I was listening to this today as I was getting ready for church and then in the car to Target. It was full of things I need to hear at this moment in life.
Here are a few quotes I wrote down:
"The vision for your life doesn't begin with you. It begins with God."
"God doesn't exist to read the lines that you and I write for our life."
"Accept the life that God has given you and do your best."
It is so easy to become depressed and frustrated with where I am in life when I compare myself with others.
I'm not married (and I want to be).
I haven't adopted any children (and I want to so badly).
I don't do anything exceptionally well, just lots of things mediocre.
I can't write or draw or sew or take photos or speak well.
All these things can drive me insane. I think of myself as very small and insignificant and just silly. My life here at camp seems very quaint and almost a waste. I get frustrated and bored and burnt out. Life turns very inward focused and oh, so dangerous.
I need that reminder that life isn't about me. It's about living a life that is pleasing to God.
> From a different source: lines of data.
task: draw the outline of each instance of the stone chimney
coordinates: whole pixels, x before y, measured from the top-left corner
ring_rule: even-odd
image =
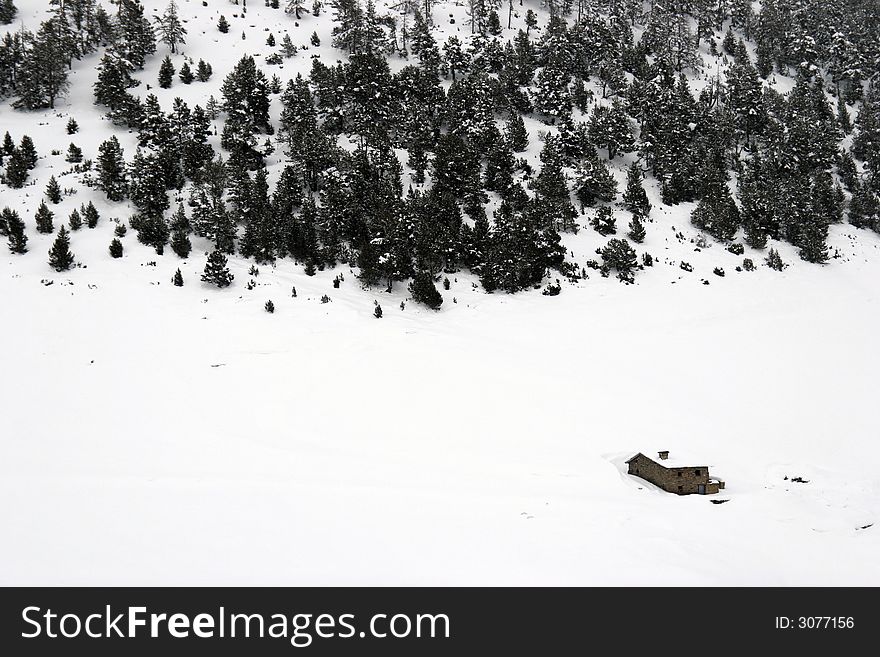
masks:
[[[662,452],[657,452],[657,456],[660,457],[661,461],[665,461],[666,459],[669,458],[669,450],[665,449]]]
It's about honoring Him with the things He places before me and loving the life He has given. It's about comparing myself to a broke, homeless, betrayed, single guy who was murdered. Jesus.
And when I look at it that way, my life is full of joy. It is full of wonderful friends who love me. It is full of a warm home with a nice soft bed. It is full of the view of the river at sunset each night. It is full of a family that I adore. It is full of immense opportunities to share the love of Christ with 100's of children and dozens of college kids. It's full of chances to disciple people and love people and be outward focused.
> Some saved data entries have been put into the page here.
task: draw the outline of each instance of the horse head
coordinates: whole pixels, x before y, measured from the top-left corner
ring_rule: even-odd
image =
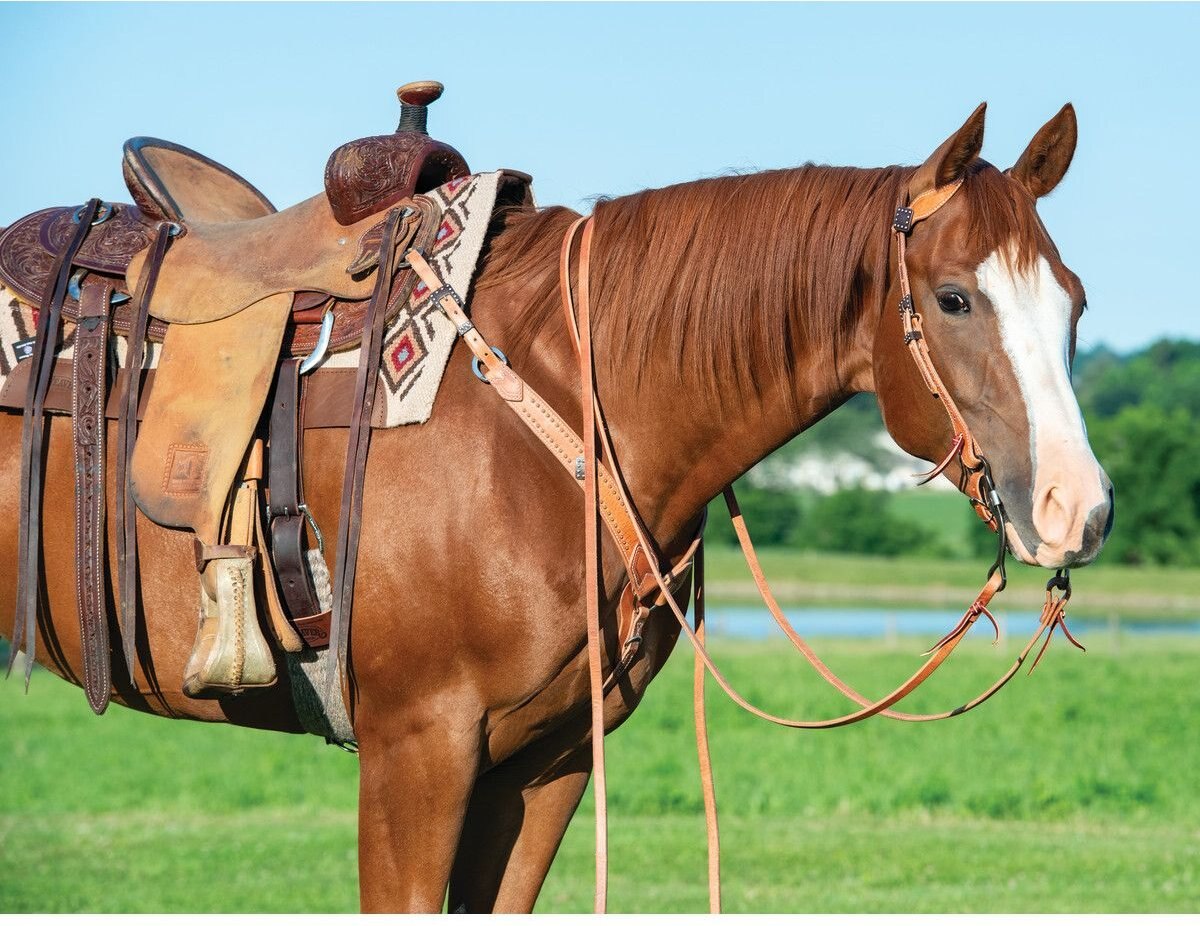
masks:
[[[990,466],[1010,549],[1040,566],[1085,565],[1112,528],[1113,489],[1071,387],[1083,286],[1036,209],[1071,163],[1075,111],[1064,106],[1004,171],[979,157],[983,126],[981,105],[907,182],[910,202],[958,185],[906,239],[912,308]],[[955,435],[906,349],[901,298],[893,278],[875,337],[875,389],[900,446],[941,460]],[[961,460],[945,474],[967,485]]]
I am blessed beyond measure in this life I live.
A great reminder lesson. Download the podcast (or read it). It's a great reminder of where our focus needs to be...
2 comments:
Excellent post. My list looks different than yours of course, but I too sometimes wonder what in the world I'm doing with my life :) Then I have to remember it's not about me and I can realize all the good things about my life again. Thanks for the reminder on this sunny afternoon while I'm STILL waiting for news about our next step in life.....the waiting is oh so frustrating...but in the end it's always going to be the same...my job is to do the best I can with what God has given me.
(but sometimes I really mourn not being "great" at something....I LOVE crafts...but sadly I'm really very very mediocre! Oh how I wish I was artistic!) In heaven April you and I will be fabulously talented :)
And you have many talents and gifts you don't realize but that everyone around you sees and appreciates very much!
oh, my goodness i miss you being in my life (aka right down the hall from me) on a daily basis. can we please live near each other one day even if we have to wait till heaven? i miss our long talks so much...
ps...you are THE best storyteller I have ever met. it's a gift. don't think just anyone can do that.